Confirm conversions between integer epoch columns, SQL datetime types, and application-level timezones before running data migrations.

Scheduler logs

Translate cron execution times into local business hours so on-call teams instantly understand incident windows.

Quick question

Are you converting timestamps for logs, databases, or APIs? Use the converter above to switch between epoch values and ISO dates.

Epoch converter FAQ

What is Unix or epoch time?

Epoch time counts seconds since 1 January 1970 00:00:00 UTC. It is a timezone-neutral representation commonly used in APIs and databases.

How can I convert between seconds and milliseconds?

Divide millisecond values by 1,000 to obtain seconds, or multiply seconds by 1,000 for millisecond precision. The converter accepts either format automatically.

Why do I see different results for local time and UTC?

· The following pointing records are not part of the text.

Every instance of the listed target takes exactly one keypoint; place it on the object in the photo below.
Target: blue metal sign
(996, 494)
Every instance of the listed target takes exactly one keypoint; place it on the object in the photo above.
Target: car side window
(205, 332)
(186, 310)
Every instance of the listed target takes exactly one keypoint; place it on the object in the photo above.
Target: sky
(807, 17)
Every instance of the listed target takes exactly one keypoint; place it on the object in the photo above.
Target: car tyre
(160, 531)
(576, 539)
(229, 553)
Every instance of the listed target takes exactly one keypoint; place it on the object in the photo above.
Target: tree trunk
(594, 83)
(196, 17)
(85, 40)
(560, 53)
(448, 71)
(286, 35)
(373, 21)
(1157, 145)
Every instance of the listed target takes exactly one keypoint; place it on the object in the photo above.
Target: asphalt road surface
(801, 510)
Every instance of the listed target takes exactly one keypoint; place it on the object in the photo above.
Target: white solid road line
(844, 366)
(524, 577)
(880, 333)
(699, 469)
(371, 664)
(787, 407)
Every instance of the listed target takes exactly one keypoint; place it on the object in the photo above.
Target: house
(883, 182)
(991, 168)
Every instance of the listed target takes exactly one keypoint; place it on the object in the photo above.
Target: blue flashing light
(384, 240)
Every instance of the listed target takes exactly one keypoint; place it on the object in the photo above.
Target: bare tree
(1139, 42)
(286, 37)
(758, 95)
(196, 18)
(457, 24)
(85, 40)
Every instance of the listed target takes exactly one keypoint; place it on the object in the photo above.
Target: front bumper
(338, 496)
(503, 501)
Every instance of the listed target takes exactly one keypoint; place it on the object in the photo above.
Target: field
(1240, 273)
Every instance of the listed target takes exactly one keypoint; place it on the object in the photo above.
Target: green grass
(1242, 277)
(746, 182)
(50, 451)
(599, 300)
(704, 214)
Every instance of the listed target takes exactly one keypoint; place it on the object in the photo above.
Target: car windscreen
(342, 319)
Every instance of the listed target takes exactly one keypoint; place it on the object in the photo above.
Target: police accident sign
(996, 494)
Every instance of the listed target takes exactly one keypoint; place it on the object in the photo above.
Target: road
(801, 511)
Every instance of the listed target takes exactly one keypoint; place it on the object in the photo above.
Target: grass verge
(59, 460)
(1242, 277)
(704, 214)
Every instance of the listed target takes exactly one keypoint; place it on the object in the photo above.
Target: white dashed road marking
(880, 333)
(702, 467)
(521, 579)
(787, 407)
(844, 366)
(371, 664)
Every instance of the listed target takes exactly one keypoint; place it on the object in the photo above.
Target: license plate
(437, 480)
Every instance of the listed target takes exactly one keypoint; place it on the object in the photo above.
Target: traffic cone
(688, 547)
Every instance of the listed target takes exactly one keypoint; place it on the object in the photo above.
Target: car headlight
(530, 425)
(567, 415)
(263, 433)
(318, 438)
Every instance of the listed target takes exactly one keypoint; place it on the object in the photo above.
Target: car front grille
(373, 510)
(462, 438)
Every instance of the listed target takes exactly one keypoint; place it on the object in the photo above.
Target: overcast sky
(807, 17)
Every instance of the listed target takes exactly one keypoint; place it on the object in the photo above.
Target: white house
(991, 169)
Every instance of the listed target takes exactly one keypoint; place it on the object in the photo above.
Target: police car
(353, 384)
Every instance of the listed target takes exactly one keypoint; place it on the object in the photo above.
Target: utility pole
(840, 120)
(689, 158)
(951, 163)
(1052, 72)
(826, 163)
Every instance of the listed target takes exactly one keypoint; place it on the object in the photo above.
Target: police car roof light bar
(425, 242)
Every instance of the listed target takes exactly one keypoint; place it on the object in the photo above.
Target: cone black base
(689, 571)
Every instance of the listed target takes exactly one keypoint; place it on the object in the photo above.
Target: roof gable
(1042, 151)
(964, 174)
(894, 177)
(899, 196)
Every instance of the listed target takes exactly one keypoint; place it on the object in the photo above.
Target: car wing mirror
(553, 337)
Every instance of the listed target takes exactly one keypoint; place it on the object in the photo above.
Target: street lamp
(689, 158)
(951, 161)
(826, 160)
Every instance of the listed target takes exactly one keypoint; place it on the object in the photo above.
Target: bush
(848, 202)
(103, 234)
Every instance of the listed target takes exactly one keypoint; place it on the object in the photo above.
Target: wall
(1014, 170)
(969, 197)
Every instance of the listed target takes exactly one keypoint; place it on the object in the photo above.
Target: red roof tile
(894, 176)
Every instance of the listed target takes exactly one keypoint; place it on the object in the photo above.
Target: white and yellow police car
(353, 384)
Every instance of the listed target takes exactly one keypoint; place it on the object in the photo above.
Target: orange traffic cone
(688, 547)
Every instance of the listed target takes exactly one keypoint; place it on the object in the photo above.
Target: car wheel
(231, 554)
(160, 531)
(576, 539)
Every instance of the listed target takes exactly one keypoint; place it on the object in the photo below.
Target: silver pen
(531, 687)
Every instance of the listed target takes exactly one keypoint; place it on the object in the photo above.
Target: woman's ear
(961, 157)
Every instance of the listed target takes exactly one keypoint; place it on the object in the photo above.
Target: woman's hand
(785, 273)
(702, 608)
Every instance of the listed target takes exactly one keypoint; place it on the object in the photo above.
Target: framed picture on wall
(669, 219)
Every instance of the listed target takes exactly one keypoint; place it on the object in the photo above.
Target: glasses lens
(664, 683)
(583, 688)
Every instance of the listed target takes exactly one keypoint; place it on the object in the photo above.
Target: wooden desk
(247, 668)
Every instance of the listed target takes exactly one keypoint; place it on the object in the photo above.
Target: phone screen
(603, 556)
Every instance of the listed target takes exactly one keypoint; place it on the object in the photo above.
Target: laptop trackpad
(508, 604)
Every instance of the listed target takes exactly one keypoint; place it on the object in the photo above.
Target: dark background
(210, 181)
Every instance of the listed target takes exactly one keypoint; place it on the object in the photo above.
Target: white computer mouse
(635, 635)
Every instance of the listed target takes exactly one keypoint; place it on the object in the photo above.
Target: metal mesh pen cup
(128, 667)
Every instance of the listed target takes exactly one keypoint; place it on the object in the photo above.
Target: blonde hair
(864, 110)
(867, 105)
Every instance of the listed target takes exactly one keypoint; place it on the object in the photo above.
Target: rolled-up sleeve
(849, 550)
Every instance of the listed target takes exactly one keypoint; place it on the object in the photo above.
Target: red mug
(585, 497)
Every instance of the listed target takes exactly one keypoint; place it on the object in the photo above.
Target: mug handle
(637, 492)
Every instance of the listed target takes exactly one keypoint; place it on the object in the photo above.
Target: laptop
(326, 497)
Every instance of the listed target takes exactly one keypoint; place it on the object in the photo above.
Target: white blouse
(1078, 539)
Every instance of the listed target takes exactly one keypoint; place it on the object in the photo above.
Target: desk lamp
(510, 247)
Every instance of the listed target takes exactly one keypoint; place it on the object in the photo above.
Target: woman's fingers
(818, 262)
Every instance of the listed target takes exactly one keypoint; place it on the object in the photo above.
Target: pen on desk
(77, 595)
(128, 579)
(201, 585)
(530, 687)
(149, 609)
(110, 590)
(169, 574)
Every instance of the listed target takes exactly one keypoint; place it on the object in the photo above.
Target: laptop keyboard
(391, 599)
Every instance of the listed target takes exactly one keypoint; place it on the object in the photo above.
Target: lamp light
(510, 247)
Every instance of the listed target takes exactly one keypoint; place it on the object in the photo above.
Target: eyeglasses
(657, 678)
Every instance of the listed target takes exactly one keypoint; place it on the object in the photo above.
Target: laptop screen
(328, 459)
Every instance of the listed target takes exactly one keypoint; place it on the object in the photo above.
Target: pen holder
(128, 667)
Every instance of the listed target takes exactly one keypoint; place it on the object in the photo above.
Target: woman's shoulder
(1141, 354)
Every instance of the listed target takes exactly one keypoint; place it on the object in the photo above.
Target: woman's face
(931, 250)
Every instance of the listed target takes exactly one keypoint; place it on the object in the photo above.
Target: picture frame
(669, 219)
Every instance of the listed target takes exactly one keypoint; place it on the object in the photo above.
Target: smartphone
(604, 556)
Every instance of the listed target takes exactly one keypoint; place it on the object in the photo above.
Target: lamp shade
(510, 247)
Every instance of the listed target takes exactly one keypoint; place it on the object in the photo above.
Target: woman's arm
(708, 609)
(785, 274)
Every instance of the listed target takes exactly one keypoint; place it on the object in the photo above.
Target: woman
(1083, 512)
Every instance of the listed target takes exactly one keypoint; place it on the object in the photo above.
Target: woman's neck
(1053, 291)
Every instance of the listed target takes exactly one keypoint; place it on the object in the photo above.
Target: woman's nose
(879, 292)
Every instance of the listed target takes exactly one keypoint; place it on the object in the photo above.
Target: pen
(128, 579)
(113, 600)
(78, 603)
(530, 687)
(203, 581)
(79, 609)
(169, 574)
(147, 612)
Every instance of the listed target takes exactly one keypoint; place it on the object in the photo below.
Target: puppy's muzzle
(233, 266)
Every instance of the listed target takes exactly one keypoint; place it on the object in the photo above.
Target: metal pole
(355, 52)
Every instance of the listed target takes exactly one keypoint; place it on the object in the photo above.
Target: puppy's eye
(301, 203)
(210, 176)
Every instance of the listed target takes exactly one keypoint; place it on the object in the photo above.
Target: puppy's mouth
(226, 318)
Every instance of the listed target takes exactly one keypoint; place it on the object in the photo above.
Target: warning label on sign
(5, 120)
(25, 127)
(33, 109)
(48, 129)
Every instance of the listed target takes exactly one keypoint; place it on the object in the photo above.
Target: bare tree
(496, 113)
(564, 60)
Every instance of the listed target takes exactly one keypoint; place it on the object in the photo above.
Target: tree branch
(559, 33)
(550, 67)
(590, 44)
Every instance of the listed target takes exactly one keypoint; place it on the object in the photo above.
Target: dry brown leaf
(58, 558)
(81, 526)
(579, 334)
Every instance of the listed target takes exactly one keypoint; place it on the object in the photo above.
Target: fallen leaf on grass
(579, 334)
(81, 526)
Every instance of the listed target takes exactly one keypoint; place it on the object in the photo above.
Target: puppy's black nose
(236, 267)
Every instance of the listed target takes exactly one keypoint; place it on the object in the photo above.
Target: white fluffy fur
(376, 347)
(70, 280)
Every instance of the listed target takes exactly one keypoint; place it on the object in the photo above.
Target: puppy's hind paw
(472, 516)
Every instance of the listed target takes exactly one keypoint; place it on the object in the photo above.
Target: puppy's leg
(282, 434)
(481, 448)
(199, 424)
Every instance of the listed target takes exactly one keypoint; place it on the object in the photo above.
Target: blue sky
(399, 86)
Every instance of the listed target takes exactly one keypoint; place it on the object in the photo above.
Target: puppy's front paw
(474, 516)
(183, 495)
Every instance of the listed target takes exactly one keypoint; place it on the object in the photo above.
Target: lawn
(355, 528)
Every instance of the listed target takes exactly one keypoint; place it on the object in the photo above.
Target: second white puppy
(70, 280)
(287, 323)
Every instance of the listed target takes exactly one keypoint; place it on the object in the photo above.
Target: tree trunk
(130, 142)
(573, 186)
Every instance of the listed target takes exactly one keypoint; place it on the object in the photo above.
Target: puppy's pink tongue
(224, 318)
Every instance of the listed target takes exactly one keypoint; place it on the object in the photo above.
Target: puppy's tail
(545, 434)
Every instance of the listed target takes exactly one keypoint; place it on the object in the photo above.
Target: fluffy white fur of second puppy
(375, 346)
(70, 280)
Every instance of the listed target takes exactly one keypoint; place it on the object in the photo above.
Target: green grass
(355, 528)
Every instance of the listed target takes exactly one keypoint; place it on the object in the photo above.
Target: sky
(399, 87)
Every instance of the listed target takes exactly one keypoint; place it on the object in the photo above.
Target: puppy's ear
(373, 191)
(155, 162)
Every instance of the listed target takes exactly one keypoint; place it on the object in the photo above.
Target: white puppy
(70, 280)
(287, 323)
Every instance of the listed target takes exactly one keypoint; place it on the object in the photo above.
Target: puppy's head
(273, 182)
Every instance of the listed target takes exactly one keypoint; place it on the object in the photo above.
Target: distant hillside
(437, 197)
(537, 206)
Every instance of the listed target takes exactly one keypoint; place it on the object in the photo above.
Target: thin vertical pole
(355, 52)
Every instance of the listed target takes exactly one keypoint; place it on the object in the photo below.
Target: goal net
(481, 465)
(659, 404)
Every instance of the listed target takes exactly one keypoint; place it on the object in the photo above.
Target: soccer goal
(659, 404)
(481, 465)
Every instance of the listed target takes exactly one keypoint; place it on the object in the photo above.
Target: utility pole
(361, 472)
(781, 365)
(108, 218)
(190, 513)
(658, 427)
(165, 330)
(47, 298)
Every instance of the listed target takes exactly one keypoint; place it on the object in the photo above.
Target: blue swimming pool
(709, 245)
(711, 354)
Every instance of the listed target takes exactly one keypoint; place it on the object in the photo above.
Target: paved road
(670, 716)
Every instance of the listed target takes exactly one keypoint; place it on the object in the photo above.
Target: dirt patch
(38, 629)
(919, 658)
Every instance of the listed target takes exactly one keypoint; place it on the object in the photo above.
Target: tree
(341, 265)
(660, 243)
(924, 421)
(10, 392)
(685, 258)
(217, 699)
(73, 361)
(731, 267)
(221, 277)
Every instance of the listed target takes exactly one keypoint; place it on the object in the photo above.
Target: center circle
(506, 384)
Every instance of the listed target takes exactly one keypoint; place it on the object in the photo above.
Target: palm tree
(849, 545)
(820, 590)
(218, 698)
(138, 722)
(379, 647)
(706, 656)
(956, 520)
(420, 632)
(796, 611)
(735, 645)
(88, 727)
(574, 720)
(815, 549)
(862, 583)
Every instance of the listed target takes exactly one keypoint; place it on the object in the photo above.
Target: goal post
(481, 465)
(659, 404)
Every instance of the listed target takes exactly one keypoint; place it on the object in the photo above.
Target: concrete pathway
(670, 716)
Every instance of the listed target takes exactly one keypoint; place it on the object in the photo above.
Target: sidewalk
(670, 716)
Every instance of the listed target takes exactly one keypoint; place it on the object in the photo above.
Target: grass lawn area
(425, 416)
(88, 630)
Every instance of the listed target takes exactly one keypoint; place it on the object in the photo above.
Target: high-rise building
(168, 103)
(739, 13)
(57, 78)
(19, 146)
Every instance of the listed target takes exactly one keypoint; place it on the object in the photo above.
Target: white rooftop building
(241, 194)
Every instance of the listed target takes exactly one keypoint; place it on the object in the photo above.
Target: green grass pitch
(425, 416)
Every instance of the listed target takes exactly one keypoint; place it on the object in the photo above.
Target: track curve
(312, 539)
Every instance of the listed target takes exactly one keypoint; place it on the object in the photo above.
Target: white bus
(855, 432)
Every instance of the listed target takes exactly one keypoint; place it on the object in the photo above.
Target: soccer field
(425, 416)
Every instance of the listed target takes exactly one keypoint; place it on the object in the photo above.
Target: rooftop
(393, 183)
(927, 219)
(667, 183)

Local output applies your system's timezone and daylight-saving adjustments, while UTC shows the underlying absolute reference used in distributed systems.

What is the Year 2038 problem?

Systems that store epoch time as a 32-bit signed integer will overflow on 19 January 2038. Modern applications use 64-bit values, but legacy software may still need remediation.

Does the converter send my timestamps to a server?

No. HashyTools performs all conversions in your browser so sensitive dates never leave your device.